Wild Man (Dream Man #2)(9)



“Oh my God,” I whispered. “Are you angry with me?”

“No,” he bit off. “I was angry with you, seein’ as I f**ked my woman for the first f**kin’

time, she made me a promise when my cum was still inside her and then just hours later she reneged on that promise. Now I’m here ‘cause there’s a goddamned for sale sign planted in your front lawn and I walk in here and see you lookin’ like this so, gotta say, babe, I’m not angry. I’m f**kin’ pissed. ”

Did he…?

Did he…?

Did he just f**king say what I thought he just f**king said?

“Sorry?” I whispered again but this whisper was different.

He didn’t repeat himself. Instead he asked, “Where are your glasses?”

“What?”

“Your glasses, Tess. Where the f**k are your glasses? You never decorate a goddamned cake without your glasses.”

“I got contacts,” I snapped.

His head tipped back and he clipped to the ceiling, “Jesus,” before I saw his jaw get hard.

Why in the hell were we talking about my glasses?

I didn’t care. Nope. I didn’t.

I only cared about one thing.

“Get out,” I ordered, his chin tipped down and his eyes locked with mine.

“No.”

I felt my eyebrows go up. “No?”

“Yeah, Tess, no.”

“You have,” I told him. “You have lost your mind.”
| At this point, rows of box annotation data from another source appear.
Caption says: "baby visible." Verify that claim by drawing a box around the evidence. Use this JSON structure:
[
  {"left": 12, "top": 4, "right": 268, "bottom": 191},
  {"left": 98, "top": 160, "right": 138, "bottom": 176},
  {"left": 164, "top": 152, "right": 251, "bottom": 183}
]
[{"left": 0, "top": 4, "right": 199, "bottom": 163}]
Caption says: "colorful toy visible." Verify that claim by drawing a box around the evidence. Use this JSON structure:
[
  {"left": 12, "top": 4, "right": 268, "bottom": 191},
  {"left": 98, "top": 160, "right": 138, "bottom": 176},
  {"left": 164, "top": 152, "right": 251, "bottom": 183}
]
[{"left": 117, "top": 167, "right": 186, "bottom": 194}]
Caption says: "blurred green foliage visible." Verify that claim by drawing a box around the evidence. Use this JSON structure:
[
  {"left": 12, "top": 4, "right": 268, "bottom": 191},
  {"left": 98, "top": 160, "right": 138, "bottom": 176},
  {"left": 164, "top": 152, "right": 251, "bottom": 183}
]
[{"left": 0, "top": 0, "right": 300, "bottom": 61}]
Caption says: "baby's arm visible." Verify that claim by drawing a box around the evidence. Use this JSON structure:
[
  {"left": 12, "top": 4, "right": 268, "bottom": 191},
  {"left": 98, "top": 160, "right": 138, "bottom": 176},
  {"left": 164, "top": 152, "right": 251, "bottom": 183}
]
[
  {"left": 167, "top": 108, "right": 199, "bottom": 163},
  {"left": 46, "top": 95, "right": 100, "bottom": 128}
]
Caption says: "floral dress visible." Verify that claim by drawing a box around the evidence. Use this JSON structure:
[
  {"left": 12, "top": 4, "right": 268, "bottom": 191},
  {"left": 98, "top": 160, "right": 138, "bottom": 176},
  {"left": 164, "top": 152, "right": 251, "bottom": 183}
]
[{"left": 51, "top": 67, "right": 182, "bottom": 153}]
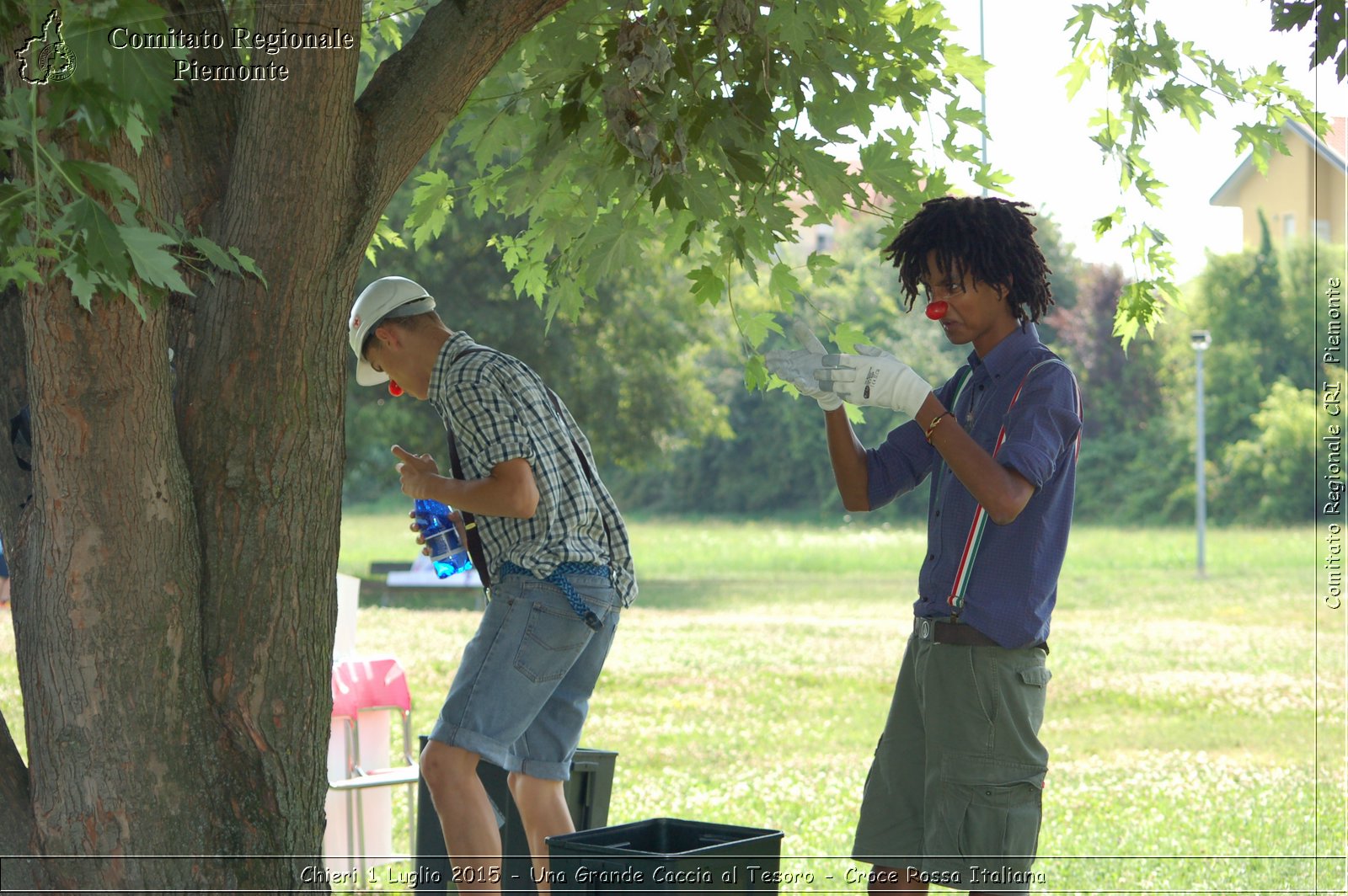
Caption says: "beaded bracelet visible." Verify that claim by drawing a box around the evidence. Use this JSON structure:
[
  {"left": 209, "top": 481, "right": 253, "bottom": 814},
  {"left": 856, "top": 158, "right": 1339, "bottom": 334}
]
[{"left": 926, "top": 411, "right": 950, "bottom": 445}]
He ignored me again and asked, “What the f**k are you wearing?”

“What am I wearing?”

“Yeah, babe, what the f**k are you wearing?”

I looked down at my t-shirt and jeans then I looked back at him.

“T-shirt and jeans…” I hesitated then spat, “Brock. ”

“No one calls me Brock, they call me Slim.”

I blinked and something about that took me right out of our current scenario and into la-la land.

Therefore, I breathed, “What?”

He pushed away from the doorjamb while speaking. “No one calls me Brock. Mom, Dad, brother, sisters, friends, since I was a kid called me Slim.”

“You’re not slim,” I told him although he was lean he wasn’t what I’d call slim.

“No, I’m not and I wasn’t when I was a baby seein’ as I was over ten pounds when I was born. It was a joke ‘cause I was a big kid. My family’s screwy that way.”

Whoa. He was over ten pounds when he was born? That was one huge kid.

He was tall, at least six one, maybe six two. And muscled. He wasn’t slim at all, his body was built of lean, compacted muscle that had some bulk to it, sure, but I wouldn’t call him huge.

Since babies didn’t come out muscled, I wondered if he wasn’t a big baby but a long one.

It hit me then he’d rounded the island and was getting close and I stopped thinking about his weight as a baby and his current size and started retreating at the same time I came out of la-la land and back into our current scenario.

“I want you to leave,” I stated firmly.

“Yeah,” he replied, still coming at me and I hit the side counter as he kept coming and talking. “I get that but clue in, Tess, I ain’t leavin’.”

Then he was right there. So right there I could feel his heat and I had to tip my head way back to look up at him seeing as I was barefoot and not six foot one or two but five foot six.

“Please leave,” I stated a far bit less firmly.

He leaned in settling his hands on the counter on either side of me and I lifted my hands (and the pastry bag) between us.

He also again ignored me. “You didn’t call.”

I stared into his angry eyes. “I didn’t call?”

He glared at me with his angry eyes. “No, babe, you didn’t call.”

“I didn’t call,” I whispered, my heart, already beating fast, started to pound.

“Three months,” he declared but said no more.

I stared into his glittering, silver eyes.

Then I lost my ever lovin’ mind.

“Are you nuts? ” I shrieked.

“Tess –”

“Fuck you!” I shouted and pushed at him with my pastry bag filled hands, a thin stream of pale yellow icing shot out onto the floor beside us as well as on his Charlie Daniels tee and then I found the bag not in my hands and watched him twist his torso and toss it on the island next to the cake and twist back to me. That was when I put my hands on the hard wall of his chest, shoved and repeated on a shout, “Fuck you!”

He rocked back a couple of inches then moved right back in, his face got into my face and he growled, “Fuckin’ listen to me.”

“No!” I yelled. “No way. No f**king way. You used me.”

“It’s my job,” he ground out.

“Do you think I give a shit?” I asked.

“Maybe if you’d calm the f**k down and listen for a goddamned minute you’d understand why I do think you should f**kin’ give a shit.”

“I can assure you, Brock Lucas, that nothing you can say will make me understand why I should give a shit,” I informed him.

“Your ex, Tess, that motherf*cker needed to be taken down. That motherf*cker is serious bad news.”